A number of randomized studies have established the high effectiveness of cholesterol-lowering drugs from the group of statins during primary and secondary prevention IHD in individuals with different levels of cholesterol in the blood. The effectiveness and safety of long-term administration of statins such as lovastatin, pravastatin and simvastatin have been most well studied. The use of atorvastatin and cerivastatin, which are superior to other statins in terms of the severity of their hypocholesterolemic effect, seems promising.

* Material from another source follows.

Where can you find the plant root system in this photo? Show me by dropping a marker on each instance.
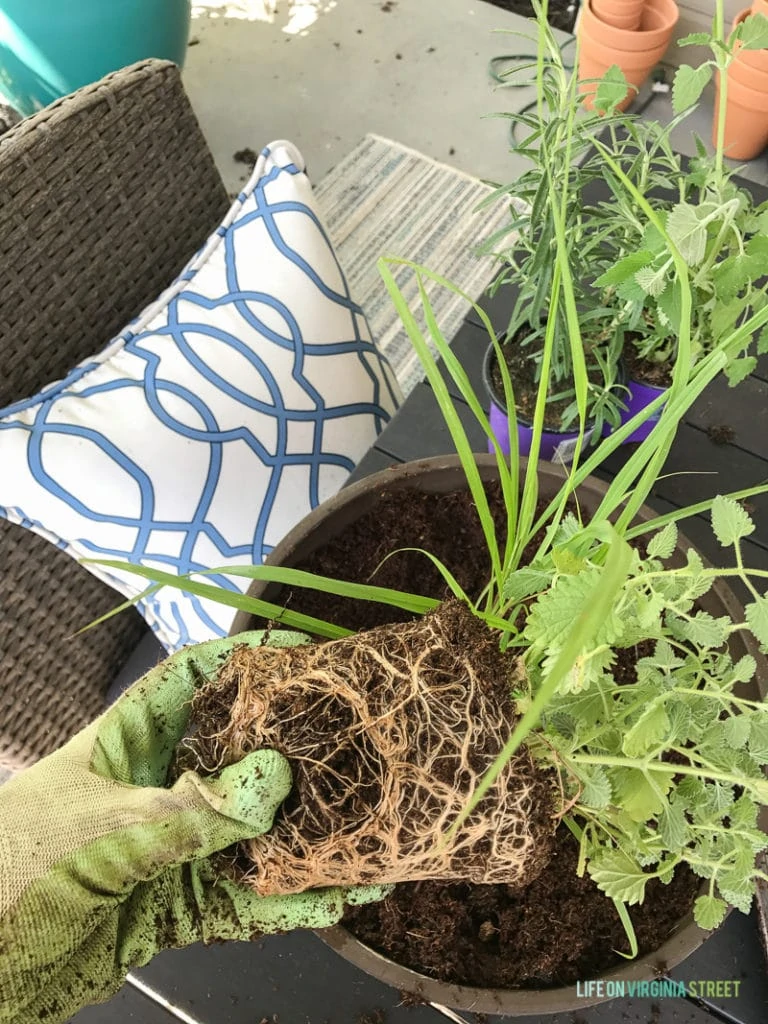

The data obtained in these studies allow us to recommend the use of aspirin and statins (in combination with antihypertensive drugs) in the treatment of patients with arterial hypertension and a high risk of developing coronary artery disease. Thus, the new WHO-IOG recommendations for the treatment of arterial hypertension propose slightly different approaches to the assessment and management of patients with high blood pressure than in the recommendations of 1993. WHO-IOG experts draw attention to the importance of assessing the overall cardiovascular risk in patients with arterial hypertension. -vascular complications, and not just the condition of target organs. In this regard, treatment should be aimed at both reducing high blood pressure and other modifiable risk factors. The goal of antihypertensive therapy has been determined, which is to maintain blood pressure below 130/85 mmHg. Art. in young and middle-aged patients and those suffering from diabetes mellitus and at levels below 140/90 mm Hg. Art. in elderly patients. Blockers
AT 1 -angiotensin receptors are included in the number of first-line drugs for the treatment of arterial hypertension.